One such initiative is Uplift, a mentorship program developed by Shift Active Media. Its objective is to provide women in the industry with access to a network of influential senior female professionals who have already left their mark in the bike business. This program boasts mentors like the three women featured in this article, alongside female leaders from prominent organizations such as Specialized, Cannondale, SRAM, British Cycling, BMC, and Rapha.
Additionally, Women in Sports Tech (WiST) plays a crucial role in empowering women at the intersection of sports, technology, and innovation. WiST’s mission focuses on creating transformative growth opportunities for women and employers, spanning from educational settings to executive boardrooms. Their activities include hosting webinars, conferences, and a fellowship program, with some of these events being free to attend.
Kate Veronneau’s statement encapsulates the sentiment driving these efforts: “I’m not going to sugarcoat it. I want to see more women in leadership positions in the cycling industry.” This call to action reflects a broader movement within the industry, aiming to break down barriers and create a more inclusive and diverse environment for women to thrive.
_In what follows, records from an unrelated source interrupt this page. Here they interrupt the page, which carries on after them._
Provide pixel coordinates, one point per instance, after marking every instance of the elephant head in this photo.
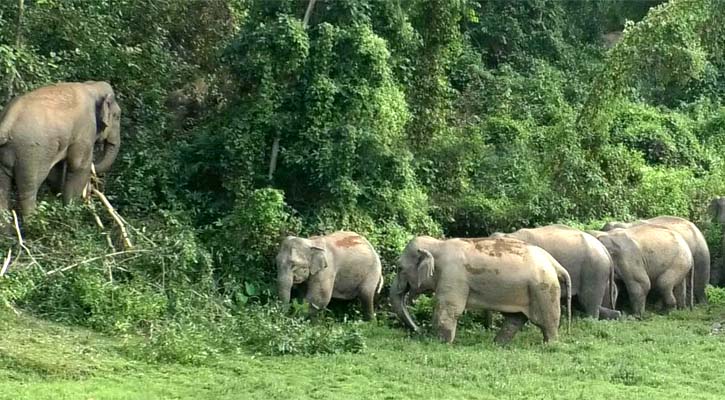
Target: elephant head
(415, 276)
(108, 122)
(298, 260)
(717, 209)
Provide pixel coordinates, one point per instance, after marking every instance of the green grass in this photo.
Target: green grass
(662, 357)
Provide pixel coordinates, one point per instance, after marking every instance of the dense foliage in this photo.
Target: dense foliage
(391, 117)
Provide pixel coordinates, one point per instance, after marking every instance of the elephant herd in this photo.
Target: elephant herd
(50, 133)
(525, 275)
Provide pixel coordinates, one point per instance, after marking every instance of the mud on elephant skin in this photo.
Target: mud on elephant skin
(55, 124)
(695, 241)
(507, 275)
(650, 257)
(585, 258)
(341, 265)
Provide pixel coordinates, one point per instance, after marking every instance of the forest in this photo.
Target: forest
(245, 121)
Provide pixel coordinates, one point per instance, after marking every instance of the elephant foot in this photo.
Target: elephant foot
(608, 314)
(511, 325)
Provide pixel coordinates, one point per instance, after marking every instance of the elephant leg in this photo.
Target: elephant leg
(665, 288)
(318, 296)
(591, 302)
(6, 185)
(367, 298)
(55, 178)
(445, 317)
(608, 313)
(679, 292)
(637, 292)
(702, 277)
(75, 182)
(487, 319)
(512, 323)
Public Opinion and Data Highlight the Need for Greater Investment in Women’s Cycling
Public sentiment and research underscore the value of investing in women within the cycling industry, particularly in promoting women’s sports. A revealing study by Wasserman Media Group highlights the untapped potential of women athletes:
- Women athletes generate twice as much engagement on social media compared to their male counterparts.
- Fans demonstrate a 54% higher awareness of sponsors associated with women athletes than those linked to male athletes.
- Supporters of women athletes are 45% more inclined to consider or purchase products from sponsor brands, a stark contrast to men’s sports.
Despite these compelling statistics, there remains a significant disparity in earnings and sponsorship. According to Wasserman, male athletes earn on average 21 times more than female athletes, and a staggering 90% of sponsorship dollars flow into men’s sports.
This data paints a clear picture: investing in women’s cycling, particularly in elevating women to leadership roles and prioritizing female athletes, is not only a matter of equity but also a sound business decision. Brands in the cycling industry now face the crucial task of genuinely committing to this priority, recognizing the substantial benefits that come with supporting and promoting women in the sport.
The Call for Women to Drive Change in the Cycling Industry
The three influential women in this article, while acknowledging the ongoing challenges in achieving gender equality in cycling, share an enthusiastic outlook for the future of women in the industry.
Cassondra Spring emphasizes the timeliness and importance of joining the cycling industry now, to actively contribute to a more equitable future. She highlights the need for genuine enthusiasts – those who are passionate about cycling and committed to innovating and improving the industry.
Kate Veronneau predicts an increase in the value and impact of women’s perspectives in cycling in the coming years. She believes that current initiatives will only expand and become more influential.
Interestingly, the backgrounds of Castling, Spring, and Veronneau, which include creating new ventures, community organizing, and marketing to diverse audiences, suggest their innate ability to understand and engage with different stakeholders. This might support the notion that women often bring a collaborative and empathetic approach, though this is more an observation than a data-backed fact.
Echoing this sentiment, Castling uses a fitting metaphor: “Like a bicycle, life is about moving forward.” She invites women to join and shape the cycling industry with their unique perspectives, emphasizing the crucial role they play in defining the future of cycling in terms of visibility, vision, and voice. This call to action underscores the importance of female participation in an industry on the cusp of transformative change.